96 K1500 hard starting when engine cold

Discussion in 'General Chevy & GM Tech Questions' started by kcstrom, Jul 29, 2009.

  1. kcstrom

    kcstrom New Member


    I have a 1996 K1500 (5.7L) that is progressively getting harder to start when it has set for a few hours. I have to crank it multiple times before it finally starts up. It seems to crank just fine, just acts like it isn't getting fuel. Then eventually it'll start to catch and then after a couple more cranks, it finally "catches"...barely. It acts like it's going to sputter out and die and then it starts running. It seems to idle normally and run just fine after that.

    I'm definitely not a mechanic, but I am cheap enough and like to figure things out enough that I don't want to take it somewhere and have someone fix it. So I'm hoping someone(s) on here might be able to help me out with some knowledge here.

    I've done a fair amount of searching online and have read the Haynes manual on the fuel section many times. It looks like it is likely (although not necessarily) one of four potential things:

    1. Fuel pump
    2. Fuel filter or fuel line
    3. Spark plugs
    4. Fuel Pressure Regulator

    I replaced the fuel filter and spark plugs since I haven't done it while I've owned the truck (about 20K miles or so - now at 118K). That didn't help at all.

    I bought a fuel pressure gauge today and hooked it up. After I cycle the key ON and OFF a few times, it has about 58. They Haynes manual says it should be 60-66. This seems pretty close though. If I start the engine (cranking it many times) and let it idle, it has about 54. This is close to what Haynes says it should be. If I let it sit for five minutes, it drops about 3-4. This is within spec according to Haynes.

    The Haynes manual says that I should install a shut off value in the return line and do some tests to help determine if the fuel pressure regulator is bad. The connection in the return line is at the back of the engine and behind a bracket which makes it extremely hard to see, and I have no clue what type and size of fitting I would need to get to hook in a shut off valve and Haynes thinks this ought to be a piece of cake. Perhaps it is for someone who isn't me. So I haven't made much progress on that yet as I need to go buy whatever I need to do this after I somehow figure out what it is I need to buy.

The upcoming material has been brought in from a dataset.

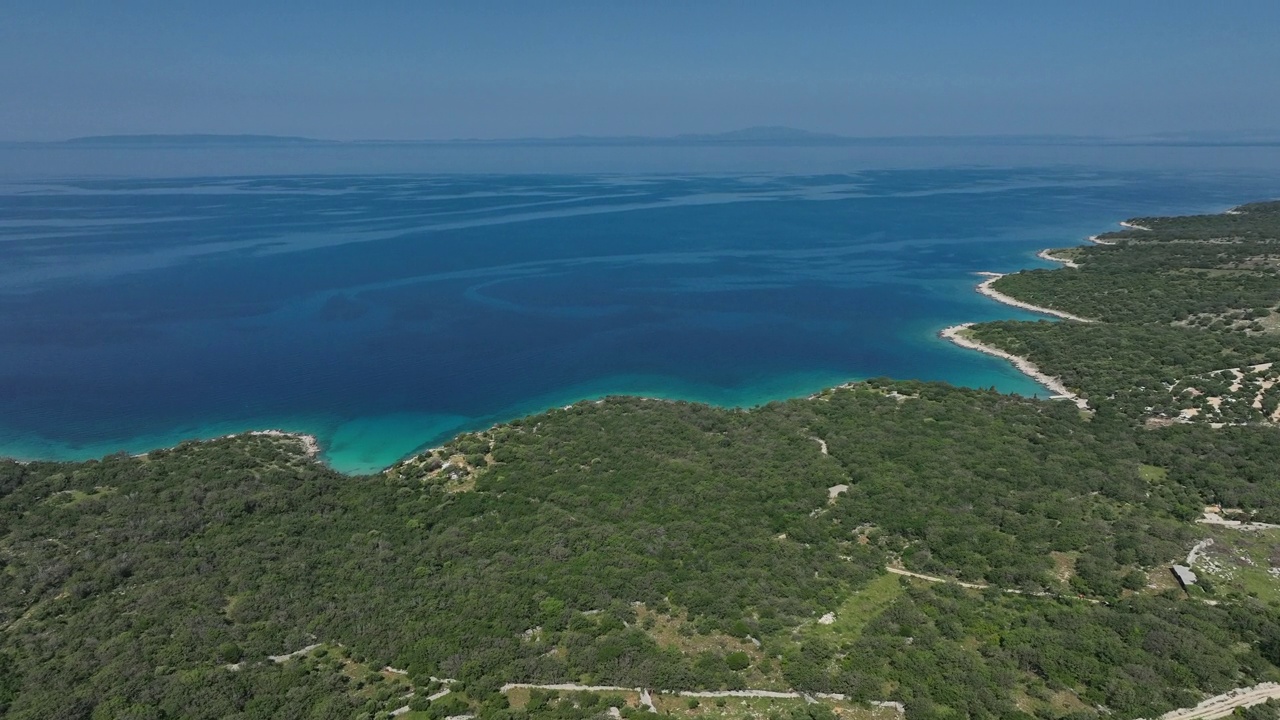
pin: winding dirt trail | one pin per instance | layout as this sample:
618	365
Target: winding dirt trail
1223	705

    Searching online though, it looks like a few people who have had a similar type problem and the FPR has been bad have talked about finding fuel in the vacuum tube. I thought this might be an easier check than trying to figure out how to stop the fuel from returning to the tank after the FPR. This is where my stupidity will really show: I'm not sure where the vacuum tube is that folks are talking about. Is this the hose that comes out of the back of the top of the engine under the plastic box with Vortex on top and into the brake booster? Do I need to disconnect it there and check to see if fuel is in it?

    Any help would be greatly appreciated.


  2. bill190

    bill190 Rockstar 100 Posts

    First of all confirm it is in fact a fuel problem.

    While someone is turning the key to start it (1st thing in the morning), spray some starting fluid into the throttle body. If it quickly responds, then it is a fuel problem.

    So far as the pressure regulator and return line, there may be a flexible hose which you can squeeze to test this (as opposed to installing a valve). Squeeze it and this will stop the flow back through the return line. Then pressure should increase.

    Also note there is a check valve as part of the fuel pump. A check valve is a "one way street" for the fuel. This prevents the fuel from draining back into the tank. That check valve could be bad.

    Basically pressure should hold in the fuel lines after shutting off the fuel pump. If it quickly drops, then possibly a fuel pump check valve problem.

    So far as which specific hoses are vacuum, etc. You can order a GM Factory Service Manual set and this will tell you EVERYTHING about the vehicle. These are extremely detailed with instructions for troubleshooting and testing everything. These sets of books cost about $135, but they save in the long run because you can test things and only replace the parts which are faulty. You can order a set from helminc.com or a GM dealer. This is the same information they use at the dealer.

    If you need to replace the fuel pump and have a truck, you can get 4 guys and remove the truck bed instead of lowering the gas tank.
  3. MrShorty

    MrShorty Epic Member 5+ Years 1000 Posts

    GM threw you a curve ball as far as this goes. On the big blocks, there's a vacuum line hooked up to the FPR. On your small block, they put the FPR inside the intake manifold, where it is exposed to engine vacuum (no need for a line). So, checking for a ruptured diaphragm isn't as easy as pulling a vacuum hose on your engine. Some say you can see any gas from the FPr by sticking an angled mirror (like a dentist's mirror) down the throttle body.

    Hard cold start are often related to the fuel pump check valve as mentioned. As noted, you'll start checking this by seeing whether or not the fuel system can hold pressure when the pump shuts off.
  4. kcstrom

    kcstrom New Member

    I hadn't driven my truck in a few weeks as I had been riding the motorcycle. When I went to start it last week, it would not start at all anymore. :( I replaced the fuel pump by taking the bed off (this took several hours as all the bolts were very rusty where the threads stuck through on the other side) instead of dropping the tank (which was full of fuel) and fortunately it fixed the problem! It starts right up now.

    I noticed on the fuel pressure gauge that the pressure jumps up to the mid-60s while cranking whereas before it stay in the mid-to-upper 50s.